December 24, 2006
TWO INTO ONE WON'T GO:
Lebanon's Slow Slide From Hope To Deadlock: Massive '05 Protest Couldn't Heal Rifts (Anthony Shadid, December 24, 2006, Washington Post)
It was Feb. 16, 2005, and Ghena Hariri, dressed in black with a white veil, sat silent in an ambulance driving to the blue-domed Mohammed al-Amin Mosque in Beirut's Martyrs' Square. Next to her was a coffin draped in the Lebanese flag. Inside it was the body of her uncle, Rafiq al-Hariri, who was killed with 22 others when a bomb ripped through his convoy as it skirted the Mediterranean Sea.The streets outside her windows teemed with hundreds of thousands gathering for the former prime minister's burial.
"I was hoping his death was not for nothing," the 27-year-old Hariri recalled, sipping coffee at a cafe. Her voice was soft, the words slow. "It's a loss you can't explain. I can't explain how I felt. It was a surreal time for me. But when I looked at how people were reacting, what was happening, I thought there was something good that's coming out of it."
"Lebanon is resurrecting," she remembered thinking.
Hariri's death and burial culminated in an event known simply as a date, March 14, possibly the largest demonstration in Lebanese history. The participants were drawn together in a protest over Syria's 29-year military presence here and its suspected role in Hariri's killing. Many of them were joined, too, in a call for a new Lebanon that would transcend decades-old politics steeped in feudal-like personalities, sectarian barriers honed by civil war, and patronage and corruption that almost ritually blurred principle. To those who took part, the date itself became iconic.
But nearly two years later, March 14 has come to represent something else: less the birth of a new country and more a border between two that coexist, suspicious, angry and unreconciled, entrenched in a terrain with almost no shared ground. Rather than a resurrection, it now marks the start of Lebanon's cold war, where the government and its supporters are pitted against an emboldened opposition led by Hezbollah and its allies, each with its perspective and foreign patrons, each prone to brinkmanship.

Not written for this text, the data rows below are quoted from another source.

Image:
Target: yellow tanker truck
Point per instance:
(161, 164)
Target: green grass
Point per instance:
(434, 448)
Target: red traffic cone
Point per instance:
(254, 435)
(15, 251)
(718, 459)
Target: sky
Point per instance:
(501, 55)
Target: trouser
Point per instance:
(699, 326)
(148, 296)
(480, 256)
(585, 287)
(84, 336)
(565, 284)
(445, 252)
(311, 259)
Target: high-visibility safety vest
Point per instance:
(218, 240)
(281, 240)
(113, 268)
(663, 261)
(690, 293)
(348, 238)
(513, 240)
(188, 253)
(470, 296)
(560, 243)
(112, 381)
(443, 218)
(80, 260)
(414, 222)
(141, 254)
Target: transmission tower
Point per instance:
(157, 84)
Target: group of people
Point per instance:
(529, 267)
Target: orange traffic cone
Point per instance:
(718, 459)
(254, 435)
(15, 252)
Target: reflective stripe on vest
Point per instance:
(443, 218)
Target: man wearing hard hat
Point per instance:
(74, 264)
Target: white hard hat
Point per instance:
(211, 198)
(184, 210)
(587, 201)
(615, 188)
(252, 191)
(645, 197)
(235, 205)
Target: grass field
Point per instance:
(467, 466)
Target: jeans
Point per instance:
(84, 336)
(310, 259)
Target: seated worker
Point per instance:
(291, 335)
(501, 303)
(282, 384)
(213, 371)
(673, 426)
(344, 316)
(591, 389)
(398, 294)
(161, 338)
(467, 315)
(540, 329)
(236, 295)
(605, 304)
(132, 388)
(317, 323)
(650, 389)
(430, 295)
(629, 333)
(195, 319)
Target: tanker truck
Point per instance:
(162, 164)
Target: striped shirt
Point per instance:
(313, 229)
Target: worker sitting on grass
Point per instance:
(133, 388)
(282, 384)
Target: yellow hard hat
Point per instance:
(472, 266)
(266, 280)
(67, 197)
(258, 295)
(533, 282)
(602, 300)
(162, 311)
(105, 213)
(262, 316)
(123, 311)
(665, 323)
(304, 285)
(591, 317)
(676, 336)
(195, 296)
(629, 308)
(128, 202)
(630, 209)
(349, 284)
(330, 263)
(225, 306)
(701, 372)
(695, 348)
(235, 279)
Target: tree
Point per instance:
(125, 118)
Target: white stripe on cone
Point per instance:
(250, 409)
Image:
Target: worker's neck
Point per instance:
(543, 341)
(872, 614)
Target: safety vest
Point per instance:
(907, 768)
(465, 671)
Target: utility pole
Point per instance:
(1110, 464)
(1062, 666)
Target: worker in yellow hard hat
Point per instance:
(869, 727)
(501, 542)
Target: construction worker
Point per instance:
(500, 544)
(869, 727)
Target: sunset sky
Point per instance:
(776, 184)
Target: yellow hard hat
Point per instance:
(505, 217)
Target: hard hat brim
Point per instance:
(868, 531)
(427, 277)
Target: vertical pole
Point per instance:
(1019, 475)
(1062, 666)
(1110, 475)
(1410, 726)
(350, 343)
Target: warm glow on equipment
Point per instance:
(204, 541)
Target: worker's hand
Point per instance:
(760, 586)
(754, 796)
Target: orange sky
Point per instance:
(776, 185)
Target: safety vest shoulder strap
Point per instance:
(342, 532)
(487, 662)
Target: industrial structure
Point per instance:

"It was a moment, and it developed into a line," said Marwan Hamadeh, the telecommunications minister who was targeted in an assassination attempt Oct. 1, 2004. "It was then that the demarcations started between us and them."
The solution to the deadlock can hardly be more obvious. Divide it into its constituent parts and everyone wins. Posted by Orrin Judd at December 24, 2006 8:53 AM
They'll just fight each other over those new international borders instead of the old internal borders.
Posted by: Brandon at December 24, 2006 11:35 AMSo Israel is the big beneficiary.